Like it or not, US law states that employers must excuse their employees from tasks they find religiously objectionable. Former truck drivers Mahad Abass Mohamed and Abdkiarim Hassan Bulshale were fired when they refused to transport alcohol. They claimed that doing so violates their religious beliefs.
With the help of the EEOC (Equal Employment Opportunity Commission), the two Somalis sued Star Transport for violating Title VII of the Civil Rights Act. Star Transport, now out of business, lost the case and will be forced to give each of the men $121,500.
“Our investigation revealed that Star could have readily avoided assigning these employees to alcohol delivery without any undue hardship, but chose to force the issue despite the employees’ Islamic religion,” said John P. Rowe of the EEOC.
The EEOC argued that Star did not provide “reasonable accommodations” (including exemption from duties) to Mohamed and Bulshale. They also noted that Star often swaps loads between truck drivers, and that it would not have been difficult for the company to accommodate Mohamed and Bulshale’s wishes.
Star conceded to this allegation. The transportation company probably could have won the case if they fought back, for instance stating that swaps are difficult due to paperwork and logistics – not to mention the “forced dispatch” policy, which generally requires truck rivers to deliver what they are told.

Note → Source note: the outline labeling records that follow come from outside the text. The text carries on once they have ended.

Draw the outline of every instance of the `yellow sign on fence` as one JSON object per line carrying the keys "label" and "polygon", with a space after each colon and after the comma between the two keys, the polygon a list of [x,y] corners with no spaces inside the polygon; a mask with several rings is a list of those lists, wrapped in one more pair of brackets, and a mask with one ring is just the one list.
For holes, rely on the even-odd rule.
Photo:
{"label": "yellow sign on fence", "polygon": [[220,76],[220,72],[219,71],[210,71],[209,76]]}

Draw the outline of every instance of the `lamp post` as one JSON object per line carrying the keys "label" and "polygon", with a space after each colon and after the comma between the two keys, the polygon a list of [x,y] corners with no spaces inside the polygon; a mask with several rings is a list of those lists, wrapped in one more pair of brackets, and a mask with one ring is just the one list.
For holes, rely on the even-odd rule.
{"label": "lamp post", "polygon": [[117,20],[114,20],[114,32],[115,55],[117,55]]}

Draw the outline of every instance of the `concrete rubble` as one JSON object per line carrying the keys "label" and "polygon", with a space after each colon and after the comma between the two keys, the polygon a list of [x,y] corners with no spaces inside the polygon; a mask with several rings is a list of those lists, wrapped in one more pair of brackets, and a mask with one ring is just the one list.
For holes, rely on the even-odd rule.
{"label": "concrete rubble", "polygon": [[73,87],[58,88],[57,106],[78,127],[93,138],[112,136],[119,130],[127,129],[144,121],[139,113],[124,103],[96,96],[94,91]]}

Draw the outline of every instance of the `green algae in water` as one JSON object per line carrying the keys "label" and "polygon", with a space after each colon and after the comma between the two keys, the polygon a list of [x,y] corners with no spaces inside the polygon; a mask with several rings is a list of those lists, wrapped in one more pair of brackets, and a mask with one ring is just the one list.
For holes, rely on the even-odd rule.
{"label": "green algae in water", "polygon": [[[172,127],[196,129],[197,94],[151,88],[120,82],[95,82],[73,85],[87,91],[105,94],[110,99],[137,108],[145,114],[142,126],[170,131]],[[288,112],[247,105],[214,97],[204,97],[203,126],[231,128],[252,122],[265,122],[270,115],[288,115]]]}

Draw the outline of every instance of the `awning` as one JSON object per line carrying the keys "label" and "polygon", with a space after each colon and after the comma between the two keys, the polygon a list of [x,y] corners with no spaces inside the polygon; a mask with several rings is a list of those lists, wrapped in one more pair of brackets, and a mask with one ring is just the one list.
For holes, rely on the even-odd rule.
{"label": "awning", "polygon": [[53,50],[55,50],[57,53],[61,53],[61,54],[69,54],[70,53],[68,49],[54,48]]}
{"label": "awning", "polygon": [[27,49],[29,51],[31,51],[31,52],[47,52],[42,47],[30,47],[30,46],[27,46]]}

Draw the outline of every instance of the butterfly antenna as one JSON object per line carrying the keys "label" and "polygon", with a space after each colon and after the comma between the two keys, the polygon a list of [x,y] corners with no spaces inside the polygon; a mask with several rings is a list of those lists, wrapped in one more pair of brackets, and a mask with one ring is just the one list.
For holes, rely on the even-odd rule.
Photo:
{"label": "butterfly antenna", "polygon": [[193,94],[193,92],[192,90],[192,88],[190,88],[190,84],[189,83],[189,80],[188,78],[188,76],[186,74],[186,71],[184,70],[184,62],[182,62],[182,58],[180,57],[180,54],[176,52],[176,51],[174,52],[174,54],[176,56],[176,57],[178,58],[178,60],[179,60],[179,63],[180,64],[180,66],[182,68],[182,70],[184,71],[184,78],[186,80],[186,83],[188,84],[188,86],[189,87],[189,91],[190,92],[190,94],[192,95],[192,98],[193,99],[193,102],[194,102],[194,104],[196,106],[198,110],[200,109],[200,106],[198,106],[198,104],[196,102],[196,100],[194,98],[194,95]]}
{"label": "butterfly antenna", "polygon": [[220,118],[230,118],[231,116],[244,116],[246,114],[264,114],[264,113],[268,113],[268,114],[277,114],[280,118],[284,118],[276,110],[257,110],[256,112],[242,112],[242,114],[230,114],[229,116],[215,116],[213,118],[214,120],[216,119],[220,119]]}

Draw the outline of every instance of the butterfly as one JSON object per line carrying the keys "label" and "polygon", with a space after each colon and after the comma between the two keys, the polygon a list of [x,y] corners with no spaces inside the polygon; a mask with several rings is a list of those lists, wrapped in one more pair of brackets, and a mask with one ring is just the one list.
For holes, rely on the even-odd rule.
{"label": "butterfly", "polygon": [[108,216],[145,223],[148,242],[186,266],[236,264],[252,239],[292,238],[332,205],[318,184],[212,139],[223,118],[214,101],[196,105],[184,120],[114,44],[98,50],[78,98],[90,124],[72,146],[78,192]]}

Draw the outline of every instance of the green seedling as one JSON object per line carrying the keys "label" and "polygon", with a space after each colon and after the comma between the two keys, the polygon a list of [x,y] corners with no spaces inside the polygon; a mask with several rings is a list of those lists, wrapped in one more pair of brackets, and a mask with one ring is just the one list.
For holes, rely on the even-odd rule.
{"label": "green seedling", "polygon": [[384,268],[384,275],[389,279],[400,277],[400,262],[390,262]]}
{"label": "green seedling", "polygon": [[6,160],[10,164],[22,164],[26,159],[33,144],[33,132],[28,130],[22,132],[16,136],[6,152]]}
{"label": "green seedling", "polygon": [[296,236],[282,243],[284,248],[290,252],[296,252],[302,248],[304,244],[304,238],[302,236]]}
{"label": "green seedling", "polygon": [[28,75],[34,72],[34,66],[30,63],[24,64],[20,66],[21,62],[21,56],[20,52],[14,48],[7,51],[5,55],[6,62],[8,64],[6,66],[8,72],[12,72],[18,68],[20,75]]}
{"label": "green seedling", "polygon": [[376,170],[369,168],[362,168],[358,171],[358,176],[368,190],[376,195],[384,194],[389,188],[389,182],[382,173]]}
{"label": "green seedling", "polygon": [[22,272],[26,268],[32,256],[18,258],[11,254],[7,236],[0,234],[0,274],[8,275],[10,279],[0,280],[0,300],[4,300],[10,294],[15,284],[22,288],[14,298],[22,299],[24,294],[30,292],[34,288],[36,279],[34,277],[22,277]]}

Attorney June Calhoun argued that Star’s decision to fire the two Muslims resulted in catastrophe: “Star Transport failed to provide any discrimination training to its human resources personnel, which led to catastrophic results for these employees. They suffered real injustice that need to be addressed.”
“By this verdict,” says Calhoun, “the jury remedied the injustice by sending clear messages to Star Transport and other employers that they will be held accountable for their unlawful employment practices. Moreover, they signaled to Mr. Mohamed and Mr. Bulshale that religious freedom is a right for all Americans.”
“Employers don’t get to pick and choose which religions and which religious practices they will accommodate,” said EEOC attorney John Hendrickson. “If an employer can reasonably accommodate an employee’s religious practice without an undue hardship, then it must do so. That is a principle which has been memorialized in federal employment law for almost 50 years, and it is why EEOC is in this case.”
Author’s Note: I would be interested to view this story from Star’s perspective, a company that is now out of business and with no way to pay off the two offended Muslims. This is most likely a fatal blow to the financial situation of Star’s company owners and their families … and all because two truck drivers wouldn’t transport beer.